California, like most states, is an at-will employment state. Basically, this means that either party (employer or employee) can terminate the employment contract at any time and for any reason. However, both state and federal laws prohibit employers from dismissing employees on illegal grounds. If they do, you could sue them for wrongful termination.
To file and litigate a wrongful termination claim, however, you need evidence. You need to demonstrate that your employer’s decision to terminate the employment contract was unlawful and that you suffered damages as a result.
So how do you prove that you were wrongfully terminated?
Generally, here are three situations that qualify a dismissal as wrongful:
When there is a breach of contract – the at-will employment statute does not apply if you signed an employment contract that stipulates the employment duration as well as how and when the employer can dismiss you. In this case, both parties are bound by the provisions of the employment contract. Thus, if the employer fires you in breach of the provisions of the employment contract, then you may have a compelling wrongful termination claim against them.
When there is discrimination – California laws prohibit employers from firing employees on the basis of their age, race, gender, nationality of origin or sexual orientation. Likewise, you cannot be fired because you got pregnant. If you are fired on discriminatory grounds, you can take action against your employer.

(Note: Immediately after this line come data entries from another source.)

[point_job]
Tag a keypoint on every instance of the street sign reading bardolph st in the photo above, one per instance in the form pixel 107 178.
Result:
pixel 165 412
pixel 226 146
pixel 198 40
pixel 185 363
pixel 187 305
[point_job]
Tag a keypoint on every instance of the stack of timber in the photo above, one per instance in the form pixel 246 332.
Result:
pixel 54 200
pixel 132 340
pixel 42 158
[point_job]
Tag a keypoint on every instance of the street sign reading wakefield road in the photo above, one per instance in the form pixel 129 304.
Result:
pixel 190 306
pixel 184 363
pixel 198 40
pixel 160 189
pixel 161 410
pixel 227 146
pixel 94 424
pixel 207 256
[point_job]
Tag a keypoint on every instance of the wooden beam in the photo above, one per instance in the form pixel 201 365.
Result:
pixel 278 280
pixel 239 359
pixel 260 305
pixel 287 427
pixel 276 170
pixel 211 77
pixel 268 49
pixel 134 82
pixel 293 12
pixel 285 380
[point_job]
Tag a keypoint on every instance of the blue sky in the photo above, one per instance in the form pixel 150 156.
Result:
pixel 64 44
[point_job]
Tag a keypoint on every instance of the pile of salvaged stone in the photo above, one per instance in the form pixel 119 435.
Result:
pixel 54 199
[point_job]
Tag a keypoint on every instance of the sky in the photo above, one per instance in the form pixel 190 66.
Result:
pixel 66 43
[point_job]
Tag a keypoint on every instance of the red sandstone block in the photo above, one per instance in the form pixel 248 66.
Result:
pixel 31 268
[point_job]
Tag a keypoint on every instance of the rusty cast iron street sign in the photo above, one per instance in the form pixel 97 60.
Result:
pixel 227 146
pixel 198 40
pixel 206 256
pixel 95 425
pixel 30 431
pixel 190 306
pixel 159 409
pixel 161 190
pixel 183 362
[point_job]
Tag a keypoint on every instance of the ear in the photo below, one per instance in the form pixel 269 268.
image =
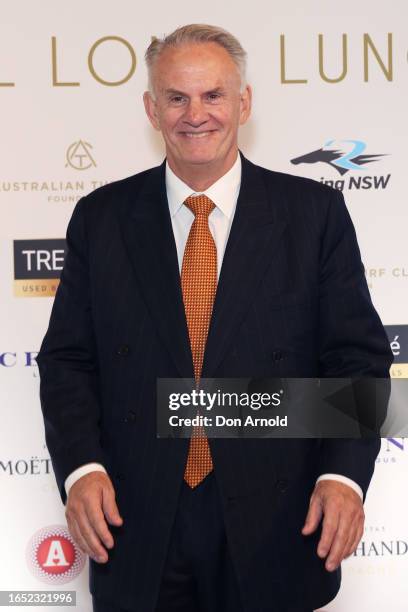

When you exercise your legal rights – you cannot be fired for exercising your legal rights like taking time off to vote or honoring your jury duties.
Protecting your rights
If you suspect that your termination had something to do with a breach of contract, discrimination or exercising your legal rights, you deserve justice. Learning how California and federal employment laws work can help you protect your rights while suing your employer for wrongful termination.